Discharge from hospital

Preparation for discharge

A specialised discharge manager or nurse can ideally guide the parents through the most important tasks during the first time at home. After weeks or even months in the neonatal intensive care unit (NICU) families get to the point where a new episode begins: When the baby is in a stable condition and reached specific physiological milestones, the transfer to home is planned some time in advance, ideally in dialogue between parents and the health care team.

The date for discharge does not necessarily depend on the due date of birth or the age of the child. The health care team decides if a baby is ready to go home by assessing the most important physiological competencies of the baby, for example whether the baby is able to regulate the body temperature (thermoregulation), how well the baby is feeding, if the baby gained enough weight. But even in case the baby still has certain feeding or breathing difficulties or requires special attention, the parents may well take their baby home.

They then receive the necessary information and education to gain the necessary confidence and competency to look after their child at home. Follow-up support will have to be arranged. When a baby is still on medication, parents are provided with appropriate information on why it is needed, how to give it and how to react if side effects might occur. The health care team usually organises a meeting to discuss the anticipated date and steps for discharge. Structured discharge management programmes are meant to support parents by informing and training them on key aspects of action regarding the care of their baby. Through targeted parental training, in-depth conversations and organisational assistance parents are prepared for a safe discharge.

Parents should always discuss all important concerns and questions with their health care team: they need to feel confident to provide the care their baby needs themselves. It is also important for them to know how their baby behaves when feeling uncomfortable.

Before discharge, parents and health care professionals discuss several issues to make sure that the family is ready to go home. Questions that need to be clarified may include among others:

  • Do the parents know about the most comfortable and safe (sleeping) positions for the baby?
  • Are the parents self-confident with their handling of the baby?
  • Are the parents instructed in nappy changing, skin care, and general newborn care?
  • Do the parents know how to bath their baby? 
  • Have the parents been instructed how to give medication if needed (dosage, side effects, missed doses)? 
  • Have the parents been shown how to use specialist equipment such as apnoea monitor or oxygen if needed?
  • Have the parents learned how to feed their baby, how much and how often the baby should drink?  
  • Do the parents have enough information and support to breastfeed?
  • If the mother expresses her milk, are the parents instructed in how to use and sterilise the milk expression sets and the bottles?
  • If the mother expresses her milk, is she instructed in how to express, storage, and transport the milk?
  • If the parents are bottle feeding, are they instructed in how to prepare the baby’s feeds and how to sterilise the bottles?
  • Do the parents know what the normal body temperature of their child should be like and how to monitor and control it? 
  • Have the parents been informed about typical developmental milestones of their baby?
  • Have the parents learned about proper hygiene measures at home e.g. proper house cleaning and hand washing techniques?
  • Do the parents know who to call or where to go, when they recognise any health problem or other anomalies of their baby?
  • Are the parents provided with the most important telephone numbers in case of emergency? 
  • Have the parents received resuscitation training? 
  • Are the parents informed about Sudden Infant Death Syndrome (SIDS) and how to prevent it?
  • Have the parents been informed on how often they need to bring their baby to the hospital or to the follow-up care centre for examination and has the first follow-up visit been scheduled before discharge?
  • Do the parents have contact to a professional to visit the family at home, have they met the person and have they scheduled the first visit?

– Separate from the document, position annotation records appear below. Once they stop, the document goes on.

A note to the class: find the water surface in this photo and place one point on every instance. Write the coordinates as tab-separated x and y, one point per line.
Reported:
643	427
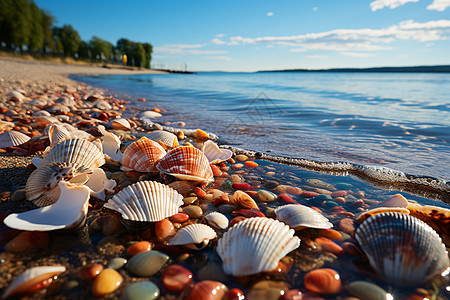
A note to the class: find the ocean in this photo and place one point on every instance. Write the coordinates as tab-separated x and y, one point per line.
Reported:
395	120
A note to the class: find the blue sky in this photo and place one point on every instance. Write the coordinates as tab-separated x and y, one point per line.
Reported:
239	35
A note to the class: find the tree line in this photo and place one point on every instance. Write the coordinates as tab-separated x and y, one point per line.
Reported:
26	28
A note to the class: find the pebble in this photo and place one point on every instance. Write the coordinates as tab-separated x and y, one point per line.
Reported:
163	229
142	290
323	281
139	247
116	263
366	290
147	264
106	282
175	278
193	211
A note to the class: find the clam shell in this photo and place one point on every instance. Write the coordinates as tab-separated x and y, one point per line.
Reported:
146	201
214	154
299	217
402	249
30	278
67	212
217	220
76	152
12	139
255	245
167	139
194	236
142	156
186	163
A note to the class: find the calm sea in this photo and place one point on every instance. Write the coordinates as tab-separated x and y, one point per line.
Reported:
397	120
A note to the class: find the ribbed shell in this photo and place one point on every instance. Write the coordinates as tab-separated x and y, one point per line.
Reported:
214	154
165	138
146	201
193	234
402	249
255	245
12	139
186	163
142	156
76	152
299	216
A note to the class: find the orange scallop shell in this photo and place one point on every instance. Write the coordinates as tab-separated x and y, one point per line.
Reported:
142	156
186	163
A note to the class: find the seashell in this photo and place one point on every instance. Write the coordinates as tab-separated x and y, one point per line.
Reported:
77	153
402	249
186	163
214	154
166	139
146	201
142	156
67	212
217	220
194	236
30	278
255	245
12	139
299	217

There are different models to better prepare the parents and families for the discharge of their baby. Parents should always ask for possible options in their respective hospital:

In some units, parents have the possibility to take over step by step the care of their baby, for example providing baths, dressing, and changing the nappy. Such preparations will help parents to find their parental role and make them feel confident about doing these tasks alone at home. Some hospitals offer the possibility of “rooming in”. This means that the parents can stay in one room together with their baby and can take care of their child for a few days and also overnight.

This is a good opportunity for parents to gain more confidence in caring for their baby, while nurses or midwives are around to help if necessary. Some days before discharge, parents may be allowed to bring their own equipment, e.g. feeding bottles or clothes, so that the baby can get used to them. This can also be an opportunity for parents to ask the health care professionals, if the equipment is appropriate for the baby.

As parents need to take many aspects into consideration in order to prepare for discharge and for taking their baby home for the first time, it could be helpful to organise some of these tasks in advance to avoid last-minute stress.